We further verified this in vivo by injecting gefitinib/osimertinib-resistant cells cells into the subcutaneously of nude mice treated with EGFR-TKIs and /or 5-Aza (Figure 7A). The in vivo lung tumorigenic assay showed that a significant increase in xenograft tumor volume formed by gefitinib/osimertinib-resistant cells in nude mice with gefitinib/osimertinib treatment. Conversely, the EGFR-TKIs and 5-Aza combination groups showed a significant reduction in the volume of xenograft tumors formed by gefitinib/osimertinib-resistant cells (Figure 7B-7D, Supplementary Figure 12). These results indicate that EGFR-TKIs+5-Aza possessed enhanced anti-cancer activity with fewer side effects in mice. Further IHC analysis of the xenograft tumor sections showed that MZF1 expression was higher after EGFR-TKIs+5-Aza treatment compared with EGFR-TKIs alone. This was associated with upregulation of MUC17, but downregulation of Ki67 and DNMT1 (Figure 7E). Thus, the combination of two agents demonstrates an enhanced effect of anti-cancer activity in which 5-Aza-induced upregulations MUC17 and MZF1 may promote the sensitivity of NSCLC resistant cells to EGFR-TKIs.
Taken together, our results revealed an epigenetic pathway responsible for the regulation of MUC17 expression that was controlled by UHRF1/DNMT1-mediated DNA hypermethylation, and that the dysregulation of this pathway may cause EGFR-TKIs resistance.
Treatment with tyrosine kinase inhibitors (TKIs) has brought significant benefits to lung cancer patients with EGFR mutations . Although the therapeutic effects of TKIs have improved the prognosis of NSCLC patients, patients are highly likely to develop resistance to TKIs . Therefore, it is necessary to develop new biomarkers to monitor TKIs resistance. In this study, we found that the statutes of methylation in drug-resistant cells induced by different concentrations of gefitinib/osimertinib was different in a dose-dependent manner. Malignant proliferation of tumor cells induced by gefitinib/osimertinib resistance were due to hypermethylation of the MUC17-specific promoter caused by the UHRF1/DNMT1 complex, which activates the NF-κB signaling pathway. Therefore, MUC17 plays an inhibitory role in lung malignant tumors and is a biomarker for monitoring EGFR-TKIs resistance.

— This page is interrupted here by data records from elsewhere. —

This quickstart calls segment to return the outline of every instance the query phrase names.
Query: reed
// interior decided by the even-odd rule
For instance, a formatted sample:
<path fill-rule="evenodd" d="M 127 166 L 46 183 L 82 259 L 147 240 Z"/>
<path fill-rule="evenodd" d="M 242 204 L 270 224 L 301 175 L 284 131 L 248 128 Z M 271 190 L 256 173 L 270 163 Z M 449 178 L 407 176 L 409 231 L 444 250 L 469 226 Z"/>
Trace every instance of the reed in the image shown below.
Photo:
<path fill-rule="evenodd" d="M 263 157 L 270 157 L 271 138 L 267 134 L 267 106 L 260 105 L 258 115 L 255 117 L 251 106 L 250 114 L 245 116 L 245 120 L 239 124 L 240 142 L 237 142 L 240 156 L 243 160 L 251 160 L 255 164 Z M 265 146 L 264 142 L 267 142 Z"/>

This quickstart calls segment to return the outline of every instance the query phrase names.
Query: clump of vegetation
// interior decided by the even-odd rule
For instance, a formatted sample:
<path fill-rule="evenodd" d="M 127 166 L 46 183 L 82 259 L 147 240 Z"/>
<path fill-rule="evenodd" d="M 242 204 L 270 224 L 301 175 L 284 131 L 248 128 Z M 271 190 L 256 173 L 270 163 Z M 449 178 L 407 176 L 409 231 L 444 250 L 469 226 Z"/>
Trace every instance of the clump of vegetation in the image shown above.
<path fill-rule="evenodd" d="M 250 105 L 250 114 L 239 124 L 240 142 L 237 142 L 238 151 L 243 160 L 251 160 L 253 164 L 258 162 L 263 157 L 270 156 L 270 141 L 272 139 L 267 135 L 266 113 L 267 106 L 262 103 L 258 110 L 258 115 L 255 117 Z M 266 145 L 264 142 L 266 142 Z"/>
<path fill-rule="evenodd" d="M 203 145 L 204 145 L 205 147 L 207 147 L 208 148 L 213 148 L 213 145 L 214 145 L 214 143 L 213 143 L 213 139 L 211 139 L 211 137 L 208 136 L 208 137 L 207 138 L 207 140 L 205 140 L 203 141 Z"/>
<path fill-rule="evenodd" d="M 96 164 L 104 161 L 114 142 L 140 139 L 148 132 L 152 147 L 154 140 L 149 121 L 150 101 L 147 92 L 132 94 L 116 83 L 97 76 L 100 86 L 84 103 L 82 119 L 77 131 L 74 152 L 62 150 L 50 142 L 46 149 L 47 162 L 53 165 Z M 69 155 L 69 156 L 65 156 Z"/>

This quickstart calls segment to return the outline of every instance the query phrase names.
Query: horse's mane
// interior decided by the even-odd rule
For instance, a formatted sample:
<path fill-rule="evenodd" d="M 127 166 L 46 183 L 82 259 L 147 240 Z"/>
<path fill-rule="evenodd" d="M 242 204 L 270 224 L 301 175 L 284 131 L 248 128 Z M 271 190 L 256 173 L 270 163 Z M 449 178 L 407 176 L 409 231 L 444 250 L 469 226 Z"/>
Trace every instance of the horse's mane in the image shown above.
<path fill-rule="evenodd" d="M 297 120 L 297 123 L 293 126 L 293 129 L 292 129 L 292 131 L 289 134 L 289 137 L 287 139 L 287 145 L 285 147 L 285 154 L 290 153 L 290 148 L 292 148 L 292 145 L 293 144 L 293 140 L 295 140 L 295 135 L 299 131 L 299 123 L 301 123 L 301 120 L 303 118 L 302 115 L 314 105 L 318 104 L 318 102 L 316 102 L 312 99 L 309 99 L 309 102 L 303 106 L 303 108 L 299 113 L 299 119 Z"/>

Solving the acquired resistance of EGFR-TKIs has been the focus and difficulty of research in recent years, most of which focused on the influence of gene copy number changes on drug resistance [44, 45]. EGFR-TKIs resistance have recently been found to induce epigenetic alterations in cells, including methylation and acetylation [46-49]. Studies have also shown that EGFR-TKI resistance can cause functional changes of tumor cells and DNA hypermethylation of tumor suppressor gene (TSG), and epigenetic intervention might be an effective strategy to reverse EGFR-TKI resistance . Moreover, DNA methylation could be a novel tumor cellular state, which helps to accurately distinguish the tumor heterogeneity of EGFR-Tkis. Epigenome factors may complement DNA mutation status to identify patients with lung adenocarcinoma who are unlikely to benefit from EGFR-TKI therapy .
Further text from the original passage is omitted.